The US economy was almost certain to enter a recession this year, if it is not in one already, according to a poll published on Thursday and taken after the Federal Reserve's emergency move on Sunday.

"The US economy is going to have a shock from this coronavirus and I think that there's still a lot of uncertainty around the size and the depth and the prolonged period of the shock," said Tiffany Wilding, North American economist at Pacific Investment Management Co (PIMCO).

"We're still getting our heads wrapped around that. We think it's quite likely that the US has a small technical recession this year."

As for the world's second largest economy, China, where the virus outbreak originated, a Reuters poll published on March 6 showed the outlook was once again cut significantly for this quarter, next quarter, and for 2020.

Since then, economists have been slashing their forecasts even more.
The economic damage from the outbreak was predicted to reverberate through other major economies in Asia too, with most forecast to slow significantly, halt or shrink outright in the current quarter according to a Feb. 26 Reuters poll.

Japan's economy, which already contracted sharply toward the end of 2019, was expected to grow only 0.1 percent in the new fiscal year that begins in April, a March 6 Reuters survey found, revised down from 0.5 percent projected in February.

Following the rapid spread of virus infections from China to other countries, including Europe, the risk of a euro zone recession doubled in a poll taken earlier this month.

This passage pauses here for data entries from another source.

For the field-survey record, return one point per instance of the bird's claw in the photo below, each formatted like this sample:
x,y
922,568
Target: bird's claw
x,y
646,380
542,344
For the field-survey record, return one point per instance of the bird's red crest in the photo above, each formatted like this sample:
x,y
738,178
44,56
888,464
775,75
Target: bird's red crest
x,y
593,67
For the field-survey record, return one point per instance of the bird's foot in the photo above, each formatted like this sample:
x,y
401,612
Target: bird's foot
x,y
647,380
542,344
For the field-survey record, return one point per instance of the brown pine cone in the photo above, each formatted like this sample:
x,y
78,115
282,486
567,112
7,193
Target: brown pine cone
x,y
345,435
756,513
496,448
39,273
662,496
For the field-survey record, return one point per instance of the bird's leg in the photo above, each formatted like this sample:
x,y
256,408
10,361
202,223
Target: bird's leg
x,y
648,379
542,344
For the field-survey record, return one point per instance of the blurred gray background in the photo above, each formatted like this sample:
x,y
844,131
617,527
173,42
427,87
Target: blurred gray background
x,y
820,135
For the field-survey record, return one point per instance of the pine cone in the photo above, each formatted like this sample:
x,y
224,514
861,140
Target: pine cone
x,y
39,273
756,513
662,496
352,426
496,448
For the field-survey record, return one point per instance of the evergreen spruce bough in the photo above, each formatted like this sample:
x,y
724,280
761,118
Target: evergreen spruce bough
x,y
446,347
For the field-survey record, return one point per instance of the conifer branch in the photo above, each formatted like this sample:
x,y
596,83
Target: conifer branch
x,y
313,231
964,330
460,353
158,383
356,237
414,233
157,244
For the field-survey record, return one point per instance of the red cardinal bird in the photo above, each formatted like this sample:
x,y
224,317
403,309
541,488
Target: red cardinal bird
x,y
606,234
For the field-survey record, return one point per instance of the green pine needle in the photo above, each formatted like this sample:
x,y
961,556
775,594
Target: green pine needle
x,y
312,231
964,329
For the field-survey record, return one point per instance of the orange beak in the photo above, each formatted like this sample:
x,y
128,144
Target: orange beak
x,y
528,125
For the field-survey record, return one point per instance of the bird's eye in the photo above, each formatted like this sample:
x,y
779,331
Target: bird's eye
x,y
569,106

It was not very different for the UK, where the Bank of England cut rates to near-zero on Thursday and re-started its asset purchases.
The British economy was expected to expand 0.1 percent this quarter and then contract 0.3 percent next quarter, a sharp revision from the 0.3 percent expansion they had expected before for both the quarters in the previous poll.

In a worst case scenario, the economy was forecast to contract 1 percent next quarter and by 0.7 percent in 2020. Forecasts were as low as -5 percent and -3 percent, respectively, with no economist expecting growth in either period in the worst case.